交響楽団による「青野原俘虜収容所再現演奏会」が8月20日、瀧川学術交流記念会館で行われた。団員らは約90年前に演奏された楽曲を見事に再現。関係者をはじめ、学生や教職員が数多く詰めかけ、9月にウィーンで演奏会を行う団員らにエールを送った。【8月21日 神戸大NEWS NET=UNN】
「青野原俘虜収容所再現演奏会」は1919年3月30日に小野市の青野ヶ原にあった俘虜収容所でドイツ・オーストリア=ハンガリー兵によって行われた慈善演奏会を当時の楽曲のまま再現したもの。8月10日には収容所があった小野市で公演が行われ、400人を超える観客が訪れた。9月3日には同日からオーストリアのウィーンで開催される「青野原俘虜収容所里帰り展覧会」の開会式にあわせて演奏する。ウィーンの軍事史博物館でも5日に公演が行われる予定だ。今回の公演はウィーンで演奏を行う団員29人の壮行会を兼ねて開催された。
演奏されたのは19世紀のヨーロッパで作られた6曲。吹奏楽中心の構成で歌劇、戯曲など繊細でおだやかな楽曲が大半を占める。シューベルトの軍隊行進曲第一番が6曲目に演奏されたあと、アンコールには1曲目の歌劇「レーモン」序曲(A.トマ作曲)の後半部分が奏でられた。来場した100人以上の観客は団員らに惜しみない拍手を贈った。

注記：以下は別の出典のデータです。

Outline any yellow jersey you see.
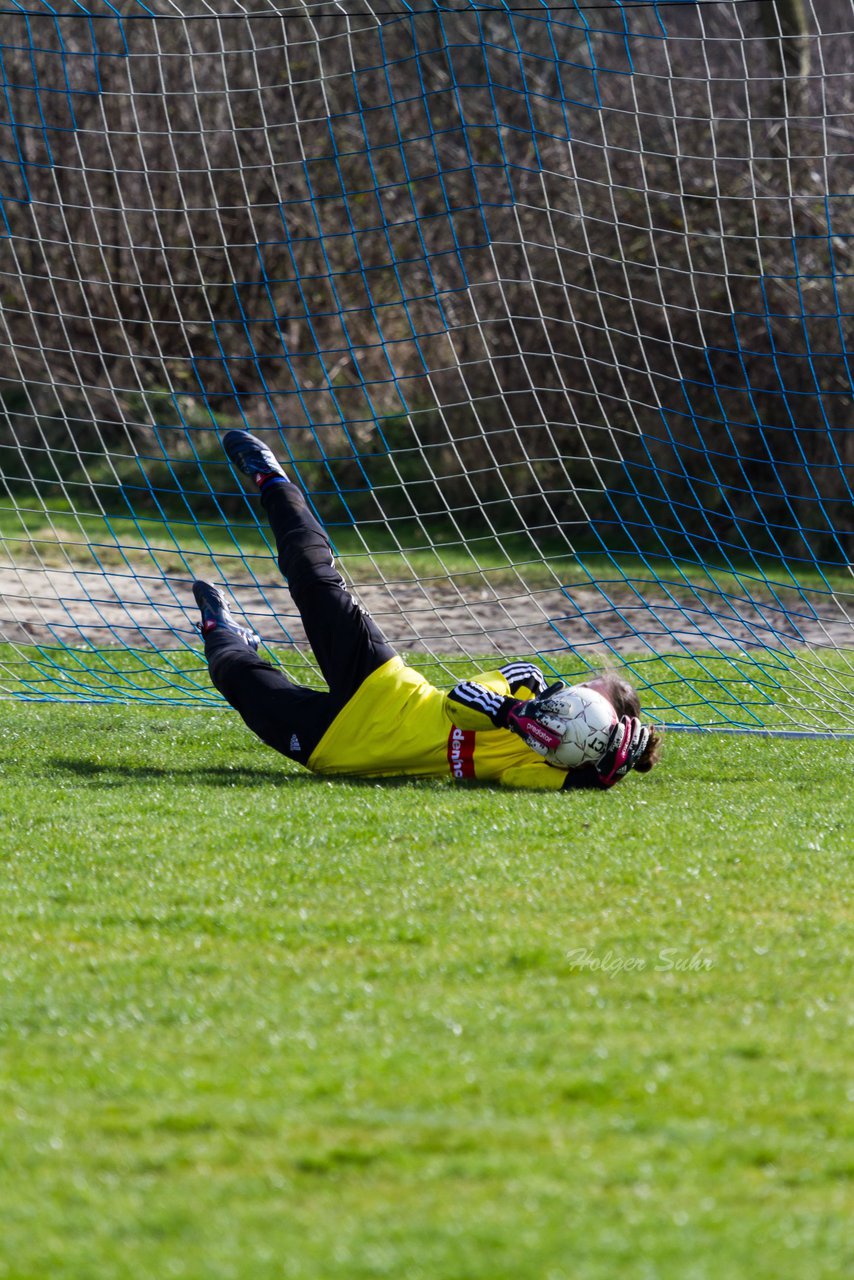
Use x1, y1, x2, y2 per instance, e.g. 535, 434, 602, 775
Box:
309, 657, 566, 790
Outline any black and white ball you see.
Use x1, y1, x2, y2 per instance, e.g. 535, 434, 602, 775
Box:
538, 685, 617, 769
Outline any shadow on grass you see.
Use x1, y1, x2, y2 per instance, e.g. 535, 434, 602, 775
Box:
49, 755, 447, 788
50, 756, 302, 786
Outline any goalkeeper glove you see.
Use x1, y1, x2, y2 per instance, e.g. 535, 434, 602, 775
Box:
504, 681, 563, 755
595, 716, 650, 787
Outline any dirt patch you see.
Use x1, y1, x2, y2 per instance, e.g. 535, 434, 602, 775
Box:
0, 563, 854, 657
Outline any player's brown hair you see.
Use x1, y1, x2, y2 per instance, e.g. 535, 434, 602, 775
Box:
583, 671, 662, 773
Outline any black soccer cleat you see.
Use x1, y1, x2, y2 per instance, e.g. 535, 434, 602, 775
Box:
223, 431, 288, 488
193, 579, 261, 650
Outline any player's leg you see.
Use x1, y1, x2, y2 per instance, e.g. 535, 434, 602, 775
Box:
193, 582, 339, 764
223, 431, 394, 705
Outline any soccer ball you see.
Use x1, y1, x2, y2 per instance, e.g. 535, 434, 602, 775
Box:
536, 685, 617, 769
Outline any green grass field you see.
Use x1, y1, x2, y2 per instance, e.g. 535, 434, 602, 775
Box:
0, 703, 854, 1280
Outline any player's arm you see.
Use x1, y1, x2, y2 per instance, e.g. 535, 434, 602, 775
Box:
447, 663, 561, 755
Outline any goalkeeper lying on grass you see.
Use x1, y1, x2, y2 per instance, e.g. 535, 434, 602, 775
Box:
193, 431, 659, 788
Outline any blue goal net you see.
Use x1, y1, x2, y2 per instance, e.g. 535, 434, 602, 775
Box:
0, 0, 854, 735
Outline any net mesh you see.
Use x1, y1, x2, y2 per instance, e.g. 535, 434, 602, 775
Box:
0, 0, 854, 733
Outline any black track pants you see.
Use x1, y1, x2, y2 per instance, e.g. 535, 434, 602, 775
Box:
205, 483, 394, 764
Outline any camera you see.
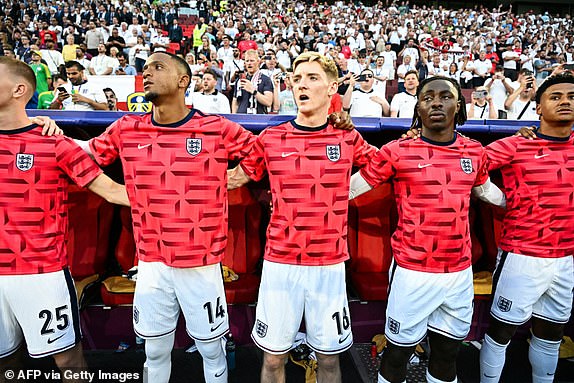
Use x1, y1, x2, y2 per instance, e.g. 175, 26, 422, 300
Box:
472, 90, 488, 98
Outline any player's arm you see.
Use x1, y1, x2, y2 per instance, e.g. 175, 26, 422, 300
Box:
87, 174, 130, 206
349, 172, 373, 199
227, 165, 251, 190
472, 178, 506, 208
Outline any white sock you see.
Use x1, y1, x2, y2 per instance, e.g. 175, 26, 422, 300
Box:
528, 335, 561, 383
377, 372, 407, 383
195, 338, 227, 383
480, 334, 510, 383
427, 370, 457, 383
143, 331, 175, 383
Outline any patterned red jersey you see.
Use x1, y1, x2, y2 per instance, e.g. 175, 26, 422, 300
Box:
241, 121, 376, 266
361, 133, 488, 273
486, 133, 574, 258
90, 110, 254, 267
0, 125, 102, 275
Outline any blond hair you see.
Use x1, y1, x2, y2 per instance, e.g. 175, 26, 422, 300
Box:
293, 52, 339, 81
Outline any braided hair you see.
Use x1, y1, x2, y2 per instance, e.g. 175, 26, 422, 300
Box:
411, 76, 467, 129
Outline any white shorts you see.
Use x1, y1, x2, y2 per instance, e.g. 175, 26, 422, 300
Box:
385, 263, 474, 347
490, 250, 574, 325
0, 269, 82, 358
251, 261, 353, 355
133, 261, 229, 341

「お客さんが近くて緊張した」と話したのは渉外担当の藤井大樹さん。普段演奏する会場とは違い、今回はロビーで行われたため客席との位置が近く目線の高さも同じ。楽曲の性質も異なるため「技術も編成も全然違う」(藤井さん)。音程や音の強弱など基本的な部分を重視した。サマーコンサート後、試験期間を経て夏休みも返上で練習に打ち込んだ。
海外での演奏は1915年に創立された交響楽団の歴史の中で初めて。2006年に同記念館で再現演奏会を行い、藤井さん自身も参加していたが、今年の3月にウィーンで演奏を行うと聞いたときは驚いたという。「どんなお客さんかわからない。(受け入れられるかどうか)不安はあるが、ウィーンで演奏できるのが楽しみ」と藤井さんは笑顔を見せた。
「青野原俘虜収容所里帰り展覧会」は9月3日からオーストリア・ウィーンの国家文書館で。10月29日まで開催される。ウィーンで演奏を行う29人の団員は9月1日に日本を出発する予定。